The article “Early Engagement of Indigenous Peoples Reduces Project Risk” authored by Thomas Isaac, Stuart Blyth and Arend Hoekstra has been published by the Oil & Gas Journal.
This article looks at Aboriginal and treaty rights, the duty to consult and Aboriginal law in Canada as well as specific projects including the Northern Gateway Pipeline and Pacific Northwest LNG. Write the authors:
By developing an effective engagement strategy that considers the specific rights of potentially impacted indigenous peoples at the outset, oil and gas proponents in Canada can reduce the risk of costly delays, find project partners, and win community support that will advance project development.
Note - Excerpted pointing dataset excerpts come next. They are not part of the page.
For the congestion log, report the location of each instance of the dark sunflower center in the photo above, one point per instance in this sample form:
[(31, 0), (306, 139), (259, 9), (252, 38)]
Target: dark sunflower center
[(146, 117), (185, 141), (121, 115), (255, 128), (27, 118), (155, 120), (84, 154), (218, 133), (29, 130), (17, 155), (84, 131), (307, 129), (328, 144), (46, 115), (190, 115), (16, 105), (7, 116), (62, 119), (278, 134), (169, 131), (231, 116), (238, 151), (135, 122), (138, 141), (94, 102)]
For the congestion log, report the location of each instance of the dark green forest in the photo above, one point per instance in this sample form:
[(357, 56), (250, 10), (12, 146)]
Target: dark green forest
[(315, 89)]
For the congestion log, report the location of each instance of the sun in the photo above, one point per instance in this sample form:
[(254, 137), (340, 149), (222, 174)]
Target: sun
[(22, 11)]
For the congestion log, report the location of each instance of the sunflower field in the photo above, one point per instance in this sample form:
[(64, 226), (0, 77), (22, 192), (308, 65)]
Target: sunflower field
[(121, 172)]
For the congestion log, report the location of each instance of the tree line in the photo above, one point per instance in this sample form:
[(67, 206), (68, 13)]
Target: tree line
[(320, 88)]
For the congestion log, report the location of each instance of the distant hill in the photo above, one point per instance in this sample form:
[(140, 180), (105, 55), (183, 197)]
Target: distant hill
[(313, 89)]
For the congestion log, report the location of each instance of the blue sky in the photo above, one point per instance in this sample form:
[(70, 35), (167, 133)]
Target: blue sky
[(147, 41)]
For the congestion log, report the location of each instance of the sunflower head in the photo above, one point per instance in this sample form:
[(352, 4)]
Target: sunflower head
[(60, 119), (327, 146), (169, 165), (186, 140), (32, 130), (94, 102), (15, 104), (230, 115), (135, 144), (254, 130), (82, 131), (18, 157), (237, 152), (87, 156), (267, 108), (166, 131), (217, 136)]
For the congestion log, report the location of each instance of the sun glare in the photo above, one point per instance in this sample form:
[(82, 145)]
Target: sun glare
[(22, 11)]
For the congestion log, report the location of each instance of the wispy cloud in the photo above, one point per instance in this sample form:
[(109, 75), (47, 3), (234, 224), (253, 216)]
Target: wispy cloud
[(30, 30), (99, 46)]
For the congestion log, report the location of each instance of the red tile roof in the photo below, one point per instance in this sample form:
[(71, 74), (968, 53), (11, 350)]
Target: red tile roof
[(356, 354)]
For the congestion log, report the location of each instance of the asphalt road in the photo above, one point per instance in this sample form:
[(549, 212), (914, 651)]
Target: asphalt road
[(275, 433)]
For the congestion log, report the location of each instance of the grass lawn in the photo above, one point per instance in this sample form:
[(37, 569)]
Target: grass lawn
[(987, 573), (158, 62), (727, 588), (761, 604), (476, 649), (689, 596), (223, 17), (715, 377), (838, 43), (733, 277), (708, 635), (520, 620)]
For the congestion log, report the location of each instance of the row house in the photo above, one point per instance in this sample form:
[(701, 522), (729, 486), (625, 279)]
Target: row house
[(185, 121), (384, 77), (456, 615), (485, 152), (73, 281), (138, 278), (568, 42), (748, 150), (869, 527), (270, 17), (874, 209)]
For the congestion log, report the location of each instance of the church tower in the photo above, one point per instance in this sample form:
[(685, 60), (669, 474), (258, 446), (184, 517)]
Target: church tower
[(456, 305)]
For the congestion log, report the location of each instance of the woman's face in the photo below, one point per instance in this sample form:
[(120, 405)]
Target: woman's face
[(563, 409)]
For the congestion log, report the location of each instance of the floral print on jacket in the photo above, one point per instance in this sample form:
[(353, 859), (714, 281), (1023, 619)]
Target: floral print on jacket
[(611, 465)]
Indigenous rights play a significant role in oil and gas exploration, development, and transportation in Canada. The constitutional protection of these rights impacts how governments and regulators review and approve resource and infrastructure development. For potential investors seeking government or regulatory approvals, understanding indigenous rights in Canada can help reduce the risk of costly delays, negative public perception, and even physical obstruction.
The last few years have marked a difficult period for Canadian oil and gas projects. While oil production has grown in Canada, access to markets has shown little improvement, with pipeline projects facing increased political, economic, and regulatory obstacles. Much of the public opposition to oil and gas projects is focused on carbon emissions. Legal challenges to these projects, however, have been rooted in both environmental law and in a principle first enshrined in the 1982 Constitution of Canada: aboriginal and treaty rights, Canada's form of indigenous rights.